The async DSL is like the thread DSL used for concurrency. Under the async DSL lies the excellent Java Concurrency API where we leverage the ExecutorService for submitting concurrent tasks. By default a thread pool with 5 threads is created. But you can pass in the core pool size if you like. For instance: from(x).async(20).to(y)
Suppose we have this simple route where we poll a folder for new files, process the files and afterwards move the files to a backup folder when complete.
from("file://inbox?move=../backup-${date:now:yyyyMMdd}")
.to("bean:calculateBean");
The route is synchronous and there is only a single consumer running at any given time. This scenario is well known and it doesn't affect thread safety as we only have one active thread involved at any given time.
Now imagine that the inbox folder is filled with filers quicker than we can process. So we want to speed up this process. How can we do this?
Well we could try adding a 2nd route with the same route path. Well that doesn't work so well as we have competing consumers for the same files. That requires however that we use file locking so we wont have two consumers compete for the same file. By default Camel support this with its file locking option on the file component. But what if the component doesn't support this, or its not possible to add a 2nd consumer for the same endpoint? And yes its a bit of a hack and the route logic code is duplicated. And what if we need more, then we need to add a 3rd, a 4th and so on.
What if the processing of the file itself is the bottleneck? That is the calculateBean is slow. So how can we process messages with this bean concurrently?

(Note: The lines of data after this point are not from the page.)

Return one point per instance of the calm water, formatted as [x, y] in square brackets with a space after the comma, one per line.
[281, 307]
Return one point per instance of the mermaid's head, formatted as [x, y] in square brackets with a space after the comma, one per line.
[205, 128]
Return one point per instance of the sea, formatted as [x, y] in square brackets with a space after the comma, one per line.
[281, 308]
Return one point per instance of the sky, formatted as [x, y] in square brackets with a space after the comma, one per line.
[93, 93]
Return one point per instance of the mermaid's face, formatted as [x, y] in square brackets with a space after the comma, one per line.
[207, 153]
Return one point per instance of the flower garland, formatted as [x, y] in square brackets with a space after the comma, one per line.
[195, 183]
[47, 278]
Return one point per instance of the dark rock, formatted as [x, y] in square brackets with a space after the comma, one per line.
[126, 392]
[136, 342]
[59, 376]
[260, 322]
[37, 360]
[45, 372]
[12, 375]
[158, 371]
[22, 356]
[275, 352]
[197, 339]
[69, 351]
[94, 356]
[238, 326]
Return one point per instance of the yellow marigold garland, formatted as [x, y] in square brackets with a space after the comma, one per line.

Yeah we can use the async DSL, so if we insert it in the route we get:
from("file://inbox?move=../backup-${date:now:yyyyMMdd}")
.async(10)
.to("bean:calculateBean");
So by inserting async(10) we have instructed Camel that from this point forward in the route it should use a thread pool with up till 10 concurrent threads. So when the file consumer delivers a message to the async, then the async take it from there and the file consumer can return and continue to poll the next file. By leveraging this fact we can still use a single file consumer to poll new files. And polling a directory to just grab the file handle is very fast. And we wont have problem with file locking, sorting, filtering and whatnot. And at the same time we can leverage the fact that we can process the file messages concurrently by the calculate bean.
Here at the end lets take a closer look what happens with the synchronous thread and the asynchronous thread. The synchronous thread hands over the exchange to the new async thread and as such the synchronous thread completes. The asynchronous thread is then routing and processing the message. And when this thread finishes it will take care of the file completion strategy to move the file into the backup folder. This is an important note, that the on completion is done by the async thread. This ensures the file is not moved before the file is processed successfully. Suppose the calculate bean could not process one of the files. If it was the sync thread that should do the on completion strategy then the file would have been moved to early into the backup folder. By handing over this to the async thread we do it after we have processed the message completely.
For more information about the new Async API in Camel check out my previous blog entry and the Camel documentation.
Update: async was renamed to threads in Camel 2.0 final.